ルナーホップはしばらく動かなかったが、やがて香りに誘われるように少しずつ近づいてきた。三人は息を殺して見守る。
「あっ……」
ミリアムが小さく声を上げた。ルナーホップの後ろから、さらに小さな影が現れたのだ。よく見ると、それは子供のルナーホップだった。体の模様はまだ薄く、おぼつかない足取りで親の後を追っている。
「子供がいたんだ……」
悠真は理解した様子で頷いた。おそらく親は子供のために安全な場所を探していたのだろう。
月光が強まるにつれ、親子のルナーホップの体の模様はさらに鮮やかに輝き始めた。それは本当に、夜空の星座のようだった。
三人はその美しさに見入っていたが、突然、遠くから物音がした。親のルナーホップは耳をピンと立て、警戒している。
「森の獣が近づいているのかも……」
リーフィアが心配そうに呟いた。悠真は決断を下した。
「ルナーホップ親子を牧場に連れて行こう。少なくとも、安全が確保できるまで」
ミリアムとリーフィアは頷いた。しかし、警戒心の強いルナーホップをどうやって連れて行くかが問題だった。
その時、森の暗がりからテラとルナが駆け寄ってきた。二人に気づいて付いてきたようだ。
「テラ、ルナ!ちょうど良かった」
悠真が声をかけると、テラは「ミュウ!」と元気に鳴き、ルナーホップの方へ向かった。カーバンクルの赤い額の宝石が柔らかく光り、不思議と親のルナーホップはテラに警戒心を示さなかった。
ルナも静かに近づき、子供のルナーホップの周りをゆっくりと歩き始めた。黒猫の黄金の瞳が月明かりに反射して光っている。子ルナーホップは好奇心からか、ルナの後をついていった。
「この子たち、意思の疎通ができているみたいですね……」
ミリアムは驚きの声を上げた。リーフィアは静かに微笑んだ。
「動物同士には、私たちが理解できない言葉があるのかもしれませんね」
テラとルナに導かれて、ルナーホップ親子は少しずつ森を出て、牧場へと向かい始めた。三人はそっと後をついていく。
――――――
牧場に戻ると、他の動物たちがルナーホップ親子を好奇心いっぱいの目で見ていた。アクアとフレアは少し距離を置いてじっと見つめ、ウィンドは翼を広げず、できるだけ威圧感を与えないようにしている。

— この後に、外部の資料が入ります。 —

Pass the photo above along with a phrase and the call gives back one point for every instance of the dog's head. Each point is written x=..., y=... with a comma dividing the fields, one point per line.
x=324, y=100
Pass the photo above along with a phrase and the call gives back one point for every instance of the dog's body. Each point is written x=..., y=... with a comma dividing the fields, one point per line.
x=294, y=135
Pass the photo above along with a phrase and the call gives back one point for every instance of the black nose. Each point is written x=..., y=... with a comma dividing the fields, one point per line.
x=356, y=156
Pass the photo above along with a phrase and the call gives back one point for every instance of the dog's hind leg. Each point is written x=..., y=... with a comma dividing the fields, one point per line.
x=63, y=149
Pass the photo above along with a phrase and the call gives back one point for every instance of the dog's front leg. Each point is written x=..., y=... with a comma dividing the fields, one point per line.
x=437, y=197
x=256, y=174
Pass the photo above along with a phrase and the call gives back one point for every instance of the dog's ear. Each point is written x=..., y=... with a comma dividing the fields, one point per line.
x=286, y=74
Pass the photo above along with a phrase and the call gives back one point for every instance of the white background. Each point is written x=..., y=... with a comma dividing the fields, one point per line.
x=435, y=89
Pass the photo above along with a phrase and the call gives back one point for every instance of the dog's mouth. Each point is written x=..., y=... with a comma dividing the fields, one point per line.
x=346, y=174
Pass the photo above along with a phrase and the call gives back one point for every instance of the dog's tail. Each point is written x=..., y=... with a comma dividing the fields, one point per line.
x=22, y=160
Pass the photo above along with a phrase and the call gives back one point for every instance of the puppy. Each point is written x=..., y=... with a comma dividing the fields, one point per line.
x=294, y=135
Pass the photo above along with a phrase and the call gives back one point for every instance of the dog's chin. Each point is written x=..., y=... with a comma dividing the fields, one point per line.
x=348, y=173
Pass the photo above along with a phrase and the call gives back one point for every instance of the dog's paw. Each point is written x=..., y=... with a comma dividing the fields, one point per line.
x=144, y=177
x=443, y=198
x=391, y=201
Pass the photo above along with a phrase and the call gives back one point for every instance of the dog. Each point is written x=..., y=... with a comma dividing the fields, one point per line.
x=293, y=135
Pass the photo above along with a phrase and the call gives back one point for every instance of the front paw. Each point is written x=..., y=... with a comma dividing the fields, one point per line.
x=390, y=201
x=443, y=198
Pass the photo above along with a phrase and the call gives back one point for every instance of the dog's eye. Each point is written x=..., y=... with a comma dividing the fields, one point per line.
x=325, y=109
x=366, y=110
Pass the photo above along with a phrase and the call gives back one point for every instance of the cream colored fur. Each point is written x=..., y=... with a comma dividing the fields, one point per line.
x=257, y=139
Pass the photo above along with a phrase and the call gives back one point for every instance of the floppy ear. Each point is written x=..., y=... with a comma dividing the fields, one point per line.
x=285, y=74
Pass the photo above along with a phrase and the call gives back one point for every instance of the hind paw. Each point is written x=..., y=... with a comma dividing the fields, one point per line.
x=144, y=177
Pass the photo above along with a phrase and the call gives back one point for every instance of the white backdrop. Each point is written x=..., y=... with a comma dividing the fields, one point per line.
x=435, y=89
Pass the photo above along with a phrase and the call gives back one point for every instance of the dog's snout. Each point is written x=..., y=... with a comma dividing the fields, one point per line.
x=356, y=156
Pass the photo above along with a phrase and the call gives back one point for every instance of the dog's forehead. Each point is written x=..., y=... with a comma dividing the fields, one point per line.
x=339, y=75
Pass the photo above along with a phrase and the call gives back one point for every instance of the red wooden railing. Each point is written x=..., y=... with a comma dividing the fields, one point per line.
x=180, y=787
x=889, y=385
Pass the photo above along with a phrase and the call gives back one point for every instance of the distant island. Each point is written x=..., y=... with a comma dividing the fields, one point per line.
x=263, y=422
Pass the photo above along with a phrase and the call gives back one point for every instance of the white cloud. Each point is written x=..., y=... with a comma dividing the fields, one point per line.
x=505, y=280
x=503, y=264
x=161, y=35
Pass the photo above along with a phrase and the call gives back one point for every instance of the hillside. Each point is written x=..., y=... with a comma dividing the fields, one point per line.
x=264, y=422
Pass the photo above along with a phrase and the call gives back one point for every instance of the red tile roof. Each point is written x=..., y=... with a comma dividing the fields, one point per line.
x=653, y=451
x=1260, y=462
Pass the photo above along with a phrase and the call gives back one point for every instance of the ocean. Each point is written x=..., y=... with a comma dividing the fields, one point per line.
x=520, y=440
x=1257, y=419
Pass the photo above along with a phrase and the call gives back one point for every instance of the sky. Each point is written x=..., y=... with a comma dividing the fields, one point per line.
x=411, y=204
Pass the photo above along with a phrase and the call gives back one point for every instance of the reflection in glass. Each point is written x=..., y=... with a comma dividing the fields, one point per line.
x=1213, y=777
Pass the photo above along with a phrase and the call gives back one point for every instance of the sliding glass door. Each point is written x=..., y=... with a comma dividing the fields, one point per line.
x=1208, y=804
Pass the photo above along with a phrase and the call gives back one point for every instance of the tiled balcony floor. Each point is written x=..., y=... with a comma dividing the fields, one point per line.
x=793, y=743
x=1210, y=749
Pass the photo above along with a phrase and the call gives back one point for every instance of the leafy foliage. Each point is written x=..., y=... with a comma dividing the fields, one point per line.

「みんな、この子たちは当分の間、ここで過ごすことになるかもしれない。仲良くしてやってくれ」
悠真が動物たちに語りかけると、彼らは理解したかのように静かに頷いた。
リーフィアは納屋の隅に柔らかい干し草で小さな寝床を作った。
「ここなら安心して休めますよ」
彼女が言うと、ルナーホップは慎重に寝床を確かめ、満足したように子供を呼び寄せた。子ルナーホップは小さく跳ねながら親の元へ行き、二匹は丸くなって休み始めた。
「可愛いですね……」
ミリアムは目を輝かせながら見つめていた。悠真も心地よい気持ちで頷いた。
ふと彼は、リーフィアが少し寂しそうな表情をしていることに気づいた。
「どうしたんだ?」
「いえ……ただ、ルナーホップの親子を見ていて、私の村のことを思い出してしまって……」
リーフィアの目には、少し潤みが浮かんでいた。
「月影の民の村では、自然の生き物を守ることが大切な使命だったんです。でも私は……村を守れなくて……」
悠真はそっとリーフィアの肩に手を置いた。
「リーフィア、君は一人で全てを背負う必要はないんだ。俺たちがいる。それに、今、目の前でルナーホップ親子を守れているだろう?それは立派な『守護者』の役目を果たしているってことじゃないか」
ミリアムも優しく頷いた。
「そうですよ、リーフィアさん。あなたのおかげで、このルナーホップ親子は安全な場所を見つけられたんです」
リーフィアの表情が明るくなり、彼女は二人に微笑みかけた。
「ありがとうございます……本当に、この牧場に来ることができて良かったです」
三人が談笑していると、テラが「ミュウ!」と鳴きながら、納屋の外を指さした。
外に出てみると、牧場全体が月の光に照らされ、幻想的な光景が広がっていた。ルナーホップ親子の体の模様と同じような星座のような模様が、一瞬、大地に浮かび上がったように見えた。
「あれは……?」
ミリアムが驚いて指さす。
「ルナーホップの祝福……」
リーフィアが静かに答えた。
「月影の民の言い伝えでは、ルナーホップが感謝の気持ちを表すとき、大地に星の模様を描くと言われています」
悠真は息を呑んだ。
「つまり、俺たちに感謝してくれているってことか」
リーフィアは頷いた。徐々に地面の模様は薄れていったが、三人の心には鮮明に残っていた。
「素敵な夜になりましたね」
ミリアムが満足げに言うと、リーフィアも悠真も頷いた。
納屋の中では、ルナーホップ親子が安心した様子で眠っており、テラとルナがそばで見守っていた。牧場の他の動物たちも、それぞれの場所で寛いでいる。
月明かりの下、牧場は穏やかな夜を迎えていた。白石牧場は新たな仲間を迎え入れ、また一つ思い出を増やしたのだった。